The enhancers identified and described herein provide a way to access neuronal populations of particular clinical relevance. These enhancers can be used to alleviate debilitating aspects of delaviru syndrome in patients, for example, by using gene therapy or by modulating neuronal activity. As described in the "examples" section above, viral vectors are effectively delivered to the brain using local and systemic injections. Neurological diseases and conditions such as focal epilepsy, prefrontal cortex dysfunction or hippocampal memory disorders may be treated or ameliorated by local injection. Alternatively, systemic introduction of viral vectors can be used in situations where global intervention is required, for example, to correct generalized seizures, or to treat psychiatric and neurodegenerative diseases. The regulatory elements described herein provide a means to specifically access specific cell types for the therapeutic environment.

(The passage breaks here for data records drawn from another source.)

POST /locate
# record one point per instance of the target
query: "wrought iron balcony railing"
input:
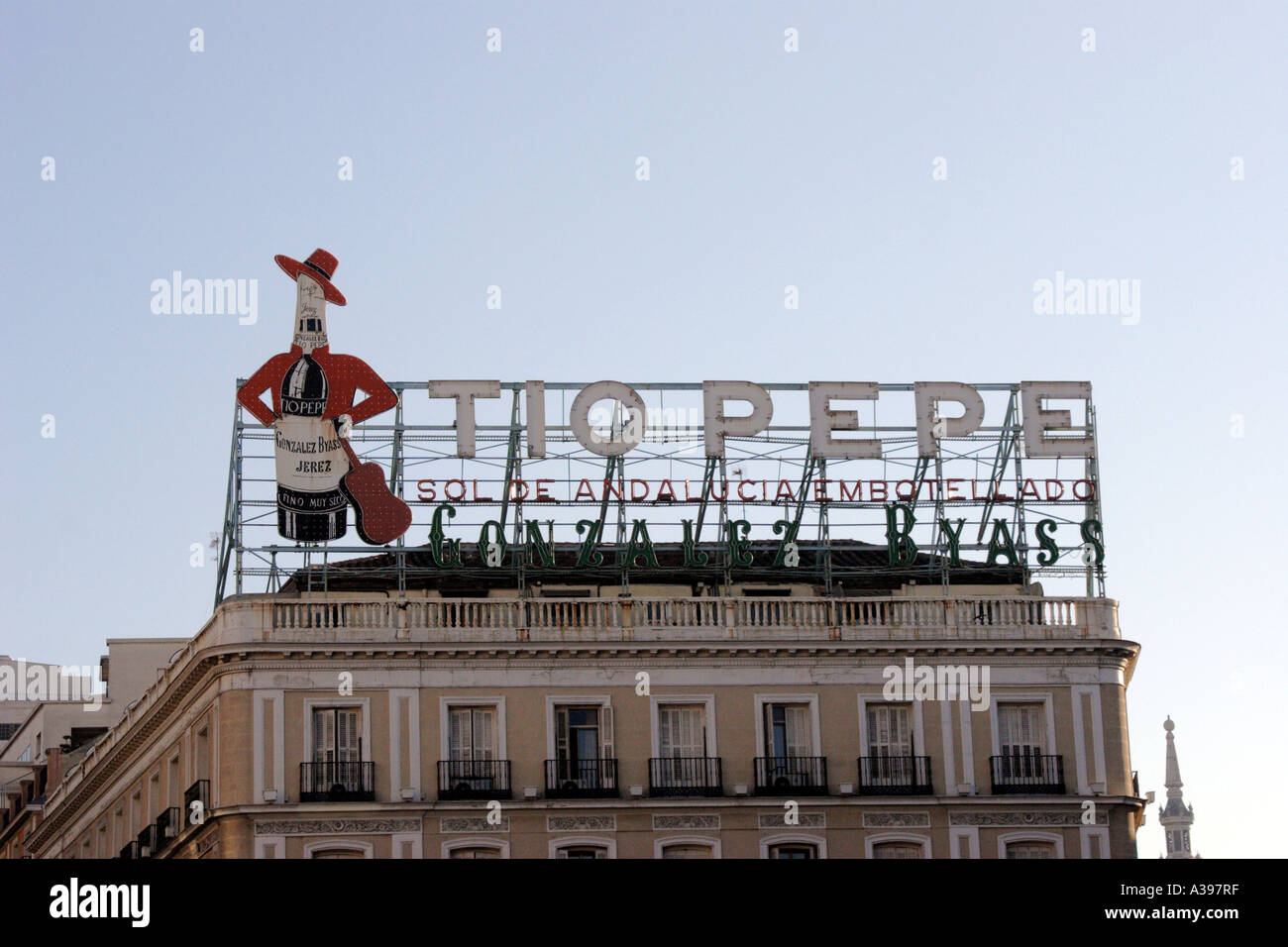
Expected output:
(684, 776)
(475, 780)
(196, 792)
(894, 776)
(167, 825)
(338, 783)
(798, 776)
(592, 779)
(1028, 774)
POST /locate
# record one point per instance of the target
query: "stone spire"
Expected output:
(1176, 817)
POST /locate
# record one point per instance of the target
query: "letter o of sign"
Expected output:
(632, 429)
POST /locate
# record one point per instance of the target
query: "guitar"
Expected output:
(378, 515)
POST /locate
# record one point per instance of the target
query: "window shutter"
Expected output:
(1020, 731)
(348, 749)
(462, 746)
(605, 732)
(562, 737)
(323, 736)
(798, 731)
(682, 731)
(484, 733)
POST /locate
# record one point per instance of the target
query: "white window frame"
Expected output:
(312, 703)
(445, 722)
(810, 698)
(918, 729)
(956, 834)
(871, 843)
(609, 845)
(660, 844)
(818, 841)
(578, 699)
(275, 841)
(1086, 834)
(346, 845)
(1004, 840)
(707, 699)
(498, 844)
(1046, 698)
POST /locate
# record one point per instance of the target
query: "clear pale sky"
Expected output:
(767, 169)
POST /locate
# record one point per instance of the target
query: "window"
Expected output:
(336, 771)
(787, 731)
(336, 735)
(1020, 729)
(201, 764)
(1030, 849)
(682, 731)
(584, 744)
(890, 748)
(473, 733)
(897, 849)
(473, 764)
(890, 729)
(687, 852)
(172, 789)
(684, 761)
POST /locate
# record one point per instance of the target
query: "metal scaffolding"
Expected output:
(811, 502)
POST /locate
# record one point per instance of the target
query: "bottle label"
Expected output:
(309, 466)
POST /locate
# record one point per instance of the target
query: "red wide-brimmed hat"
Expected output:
(320, 265)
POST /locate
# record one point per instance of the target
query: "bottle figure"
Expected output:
(312, 392)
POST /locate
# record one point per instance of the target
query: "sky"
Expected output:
(912, 169)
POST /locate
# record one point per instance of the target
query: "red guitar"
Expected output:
(378, 515)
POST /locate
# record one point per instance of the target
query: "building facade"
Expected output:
(975, 719)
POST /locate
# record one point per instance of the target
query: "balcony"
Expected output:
(1028, 775)
(894, 776)
(791, 776)
(593, 779)
(196, 792)
(684, 776)
(167, 825)
(338, 783)
(147, 841)
(660, 618)
(475, 780)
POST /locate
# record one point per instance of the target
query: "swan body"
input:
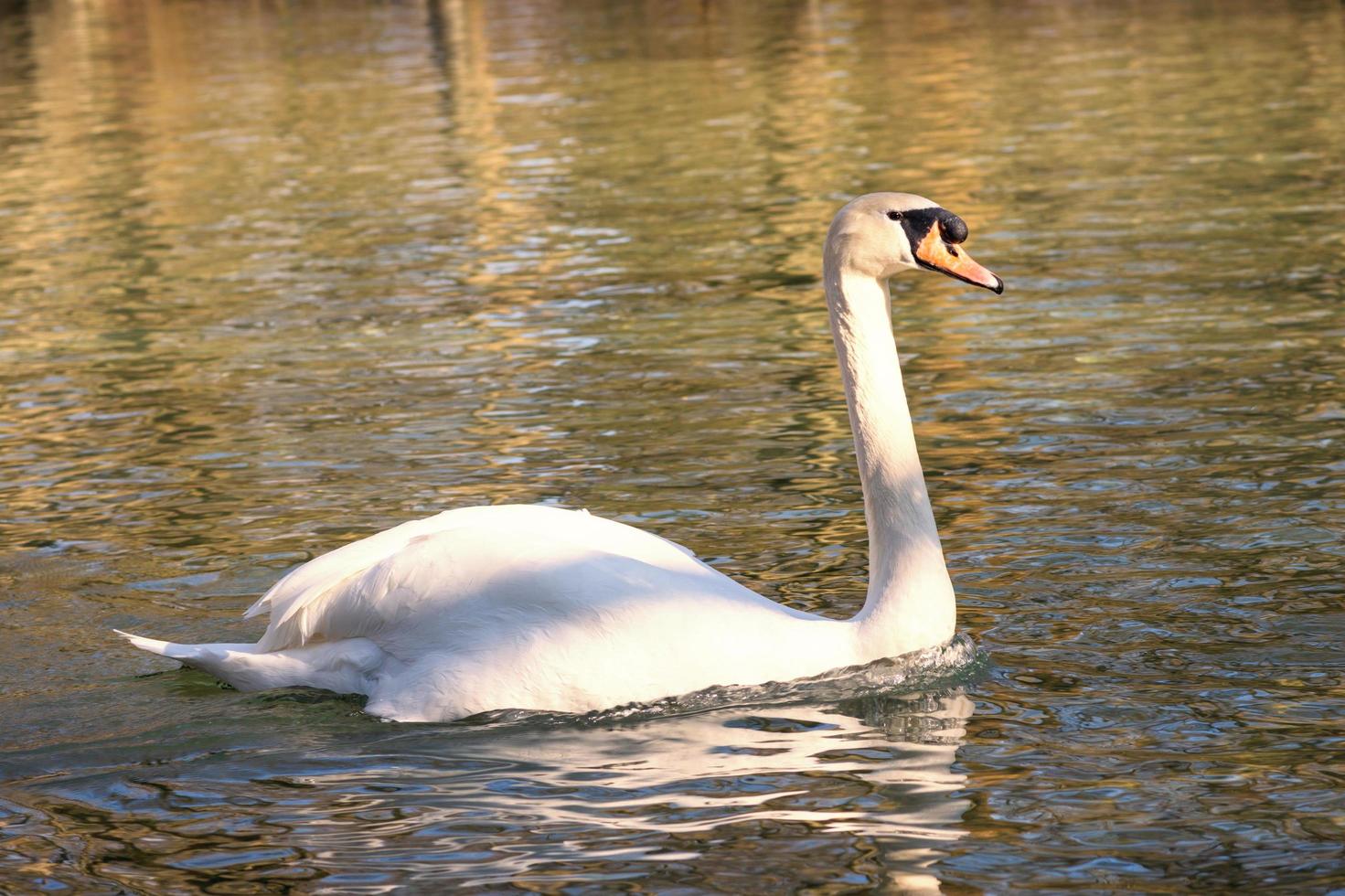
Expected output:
(534, 607)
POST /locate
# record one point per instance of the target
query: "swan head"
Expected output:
(882, 233)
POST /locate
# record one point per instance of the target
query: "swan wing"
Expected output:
(385, 580)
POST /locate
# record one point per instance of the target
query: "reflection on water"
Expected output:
(861, 791)
(279, 276)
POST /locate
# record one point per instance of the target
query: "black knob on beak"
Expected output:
(954, 229)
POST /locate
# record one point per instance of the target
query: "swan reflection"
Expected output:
(764, 779)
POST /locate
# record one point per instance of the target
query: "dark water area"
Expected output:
(279, 276)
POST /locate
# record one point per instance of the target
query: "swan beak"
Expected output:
(939, 254)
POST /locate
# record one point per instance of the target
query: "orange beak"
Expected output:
(936, 253)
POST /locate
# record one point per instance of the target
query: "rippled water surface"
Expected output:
(276, 276)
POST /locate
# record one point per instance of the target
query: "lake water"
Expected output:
(277, 276)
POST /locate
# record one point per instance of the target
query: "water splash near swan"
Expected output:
(861, 688)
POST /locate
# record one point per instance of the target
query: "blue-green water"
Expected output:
(273, 277)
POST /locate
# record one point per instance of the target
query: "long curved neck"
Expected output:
(911, 602)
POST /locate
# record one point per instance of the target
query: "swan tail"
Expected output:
(343, 667)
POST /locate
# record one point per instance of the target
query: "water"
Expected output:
(274, 277)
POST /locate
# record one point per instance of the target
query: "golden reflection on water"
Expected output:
(274, 276)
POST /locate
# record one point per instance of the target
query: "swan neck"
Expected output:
(910, 603)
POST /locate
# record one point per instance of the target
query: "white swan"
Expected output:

Indeed, the enhancer selection methods and approaches described herein have advantages as they can be generalized to other genes. Without intending to be limited in any way, the present invention identifies a subset comprising seven representative enhancers (e.g., E1, E5, E6, E11, E14, E22, E29 herein) and demonstrates their unique specificity for different neuronal populations and regions of the central nervous system. Even with stringent criteria (selectivity for the targeted neuronal population > 90%), the enhancer selection method described herein has a very high success rate (> 20%). Furthermore, as predicted by the high degree of sequence conservation, a representative subset of enhancers demonstrates equal selectivity and effectiveness across multiple species, including humans. Thus, the methods described herein provide a reliable method for systematically identifying cell-type specific enhancers that function in multiple species.

Other embodiments

From the foregoing description, it will be apparent that variations and modifications of the embodiments described herein may be made to adapt them to various usages and conditions. Such embodiments are also within the scope of the claims herein.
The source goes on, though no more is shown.